Daily Oregraph: くすのき物語
4月11日に当社大阪通信員が撮影した十三公園の楠。最近ぼくは低調ゆえ、写真を送ってくれるのは大いに助かる。しかしいくら写真を提供してくれても、無給であることには変わりない。すべてアベノミクスのせいである(笑)。
たしかに堂々たる楠である。かたちもいいし、生命力に溢れている。一方の通信員君は枯れかかっている。緑の葉を茂らせる樹木と枯れゆく爺さん(失礼)との間に吹く風は、さわやかにはちがいないけれど、どことなくもの悲しくもある。
-ねえ、こんなに天気がいいのに、どうして悲しそうな顔をしてるの?
-う~む。それはね、君も大人になればきっとわかるよ。
ここで通信員のお爺さんは、かつて新聞でみかけた佛教大学の広告コピーを思い出すのであった。
人間は、
いつか
死ぬ。
-ほんとだよなあ。それに、この楠だって、いつかは枯れるのだ。
木は
いつか
枯れる
-だとすれば、
悪は
いつか
滅びる
ということになるな。いや、そうならねば困る。
-お爺さん、なにブツブツ独り言をいってるのさ。はい、これ。
そういって少年は、大阪のうるわしい習慣に従って、飴玉をひとつ差し出した。お爺さんは礼をいって、素直にそれを受け取った。賢そうな子だから、いずれあそこに見える北野高校にでも進学するのだろう。

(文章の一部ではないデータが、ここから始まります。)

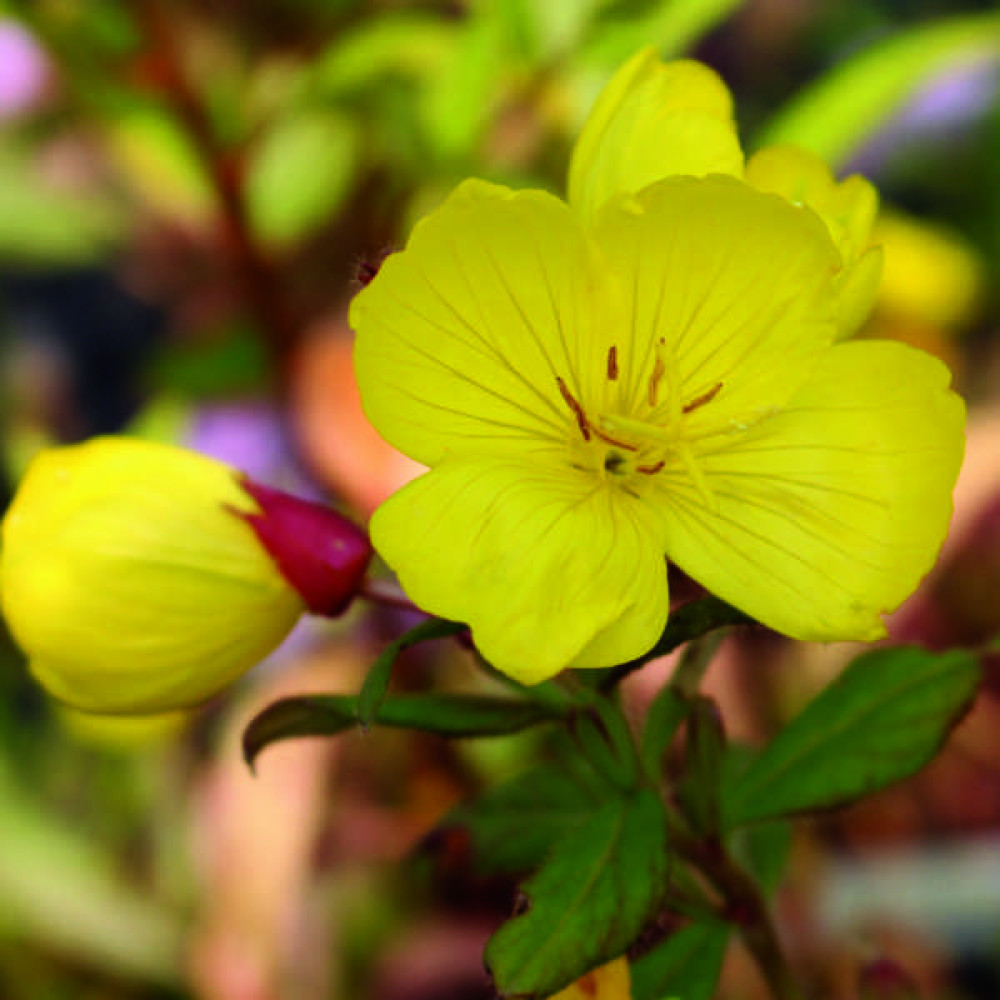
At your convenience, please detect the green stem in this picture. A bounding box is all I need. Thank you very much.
[678,833,801,1000]
[660,629,797,999]
[670,630,726,698]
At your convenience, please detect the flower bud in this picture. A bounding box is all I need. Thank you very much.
[0,437,372,715]
[550,957,632,1000]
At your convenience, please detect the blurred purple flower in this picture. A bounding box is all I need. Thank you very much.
[187,401,321,499]
[0,19,48,118]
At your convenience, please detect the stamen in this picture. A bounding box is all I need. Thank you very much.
[606,345,619,381]
[592,425,639,452]
[601,413,672,445]
[682,382,723,415]
[676,442,718,513]
[636,460,665,475]
[556,376,591,442]
[648,356,665,407]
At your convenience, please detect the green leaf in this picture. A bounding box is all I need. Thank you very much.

お爺さんの相手に飽きた少年は、教会のほうへ駆けていった。その後ろ姿を見送りながら飴玉をほおばったお爺さんは、思わず口をすぼめた。酸っぱいレモンの味がしたのである。
-ああ、おれはこの味をすっかり忘れていた……
Comments
>木は いつか 枯れる
でも、多くの場合は私たちが死ぬ、ずっとあと。
問題は
>悪は いつか 滅びる
目下のところの最大の悪が自分の年齢に近く、ひょっとしたら自分よりも先に生き延びる可能性があること・・・
Posted by: 三友亭主人 | April 16, 2019 06:28
>三友亭さん
たしかにこの世に人のあるかぎり、悪人はのさばりつづけるでしょうね。
いくらなんでも、数の上では悪人のほうが多いとは考えにくいのですが、問題は善人(とはいわなくても、ふつうの人)がお人好しすぎることです(だから善人なのか……(笑))。
その「どんな目に会おうともすべてに感謝して、なにも疑おうとしない」お人好しが災いして、結果的に悪人に荷担し、大多数を不幸にしてしまうということに気づいて欲しいものです。
どうしたらいいのか、久延彦さんのお知恵を拝借したいところですね。